ATLANTA, GA – “Well, this is very embarrassing,” explained pulmonary & critical care fellow Eric Jennings to his colleagues on morning rounds, as he scratched his head. “I guess I was tired.” Jennings’ team looked on in stunned silence as they tried to process what Jennings was telling them. Jennings did something that occurs only in the rarest of circumstances in intensive care units (ICUs) worldwide: he accidentally intubated a patient’s rectum.
“I just thought the patient was edentulous with really bad breath,” Jennings continued on, his team still in shock. “I know, I know.”
Rectal intubation (RI), which is exactly what it sounds like, occurs once every 10,000,000,000 intubations. The best way to avoid it involves one very simple trick: paying attention. Not even close attention. Just any degree of attention.
“Yeah, I wasn’t paying attention,” admitted Jennings with resignation. “First, I thought, ‘Wow, he’s got really big cheeks, maybe he has mumps or something.’ I noted some oral hemorrhoids, which was new to me. I had a little trouble on the first pass. I took the endotracheal tube out and I noted some stool. I figured, ‘No wonder he’s sick, he’s got some weird esophagocolonic fistula.’ His burps smelled like really bad gas. It all made sense at the time…”
The truth finally dawned on Jennings when he reviewed the post-intubation X-ray. He admits he had a “heart attack” or at least “a very small troponin leak.”
“I was shocked how his trachea didn’t divide into left and right main bronchi,” Jennings pointed out on the chest x-ray that was actually an abdominal plain film. “Then I realized his trachea was mighty tortuous and distended and full of stool, as if it were… and that’s when I knew.” He let out a defeated sigh. “And that’s when I knew.”
The first thing any young health care practitioner learns when it comes to invasive procedures is knowing your landmarks. Landmarks, landmarks, landmarks. Jennings learned the hard way why in fact landmarks are so crucial.

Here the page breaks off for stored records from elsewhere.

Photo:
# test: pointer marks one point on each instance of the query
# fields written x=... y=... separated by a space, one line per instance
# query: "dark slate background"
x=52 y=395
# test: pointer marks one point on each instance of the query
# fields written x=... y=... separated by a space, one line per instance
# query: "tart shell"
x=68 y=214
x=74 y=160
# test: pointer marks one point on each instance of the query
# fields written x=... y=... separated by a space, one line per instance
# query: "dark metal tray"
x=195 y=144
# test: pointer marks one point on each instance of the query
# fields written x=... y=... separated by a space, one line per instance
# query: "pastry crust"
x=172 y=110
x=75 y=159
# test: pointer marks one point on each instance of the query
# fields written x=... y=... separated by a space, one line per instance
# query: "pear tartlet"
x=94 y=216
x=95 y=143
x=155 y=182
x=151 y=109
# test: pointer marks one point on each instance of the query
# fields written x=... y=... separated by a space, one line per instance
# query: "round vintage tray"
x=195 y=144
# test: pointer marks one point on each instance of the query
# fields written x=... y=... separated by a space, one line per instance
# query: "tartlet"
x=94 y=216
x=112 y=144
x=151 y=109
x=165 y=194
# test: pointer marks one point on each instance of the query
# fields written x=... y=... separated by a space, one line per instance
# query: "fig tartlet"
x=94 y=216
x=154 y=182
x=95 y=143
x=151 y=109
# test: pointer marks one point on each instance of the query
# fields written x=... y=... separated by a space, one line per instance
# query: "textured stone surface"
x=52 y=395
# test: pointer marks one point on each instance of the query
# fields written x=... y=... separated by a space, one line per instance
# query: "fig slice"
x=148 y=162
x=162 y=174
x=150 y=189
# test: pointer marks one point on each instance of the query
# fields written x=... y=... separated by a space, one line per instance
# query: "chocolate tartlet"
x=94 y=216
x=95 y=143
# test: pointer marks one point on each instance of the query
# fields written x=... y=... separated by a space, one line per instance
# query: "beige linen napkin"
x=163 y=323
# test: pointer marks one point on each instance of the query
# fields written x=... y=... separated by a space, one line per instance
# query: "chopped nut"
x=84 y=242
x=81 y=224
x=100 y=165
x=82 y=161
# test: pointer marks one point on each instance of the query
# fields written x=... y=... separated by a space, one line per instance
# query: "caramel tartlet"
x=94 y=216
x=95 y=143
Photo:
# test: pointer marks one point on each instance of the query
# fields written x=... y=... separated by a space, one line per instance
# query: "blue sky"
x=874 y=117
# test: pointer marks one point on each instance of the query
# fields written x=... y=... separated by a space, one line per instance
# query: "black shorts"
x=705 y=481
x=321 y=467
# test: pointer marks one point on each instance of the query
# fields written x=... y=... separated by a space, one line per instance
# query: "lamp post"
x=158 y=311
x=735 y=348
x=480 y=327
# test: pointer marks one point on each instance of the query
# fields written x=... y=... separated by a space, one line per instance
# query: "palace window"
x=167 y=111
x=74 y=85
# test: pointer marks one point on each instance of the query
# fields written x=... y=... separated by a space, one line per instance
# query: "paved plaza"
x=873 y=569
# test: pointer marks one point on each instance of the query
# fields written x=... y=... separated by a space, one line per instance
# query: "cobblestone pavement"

“As you move through your training, you take landmarks for granted or at least I did,” said Jennings. “Head and feet. Next time I intubate or do anything, I’ve always got to identify the head and feet! Stupid, stupid, stupid!”
Thankfully, Jennings righted his wrong, intubated the patient the correct way, and the patient is currently improving. Jennings ultimately thinks the underlying process is gastrointestinal in nature; he is waiting on the gastrointestinal (GI) team to call back.
“Let’s hope the GI fellow isn’t as tired as I was,” joked Jennings. “I’d hate for him to go through what I just went through.”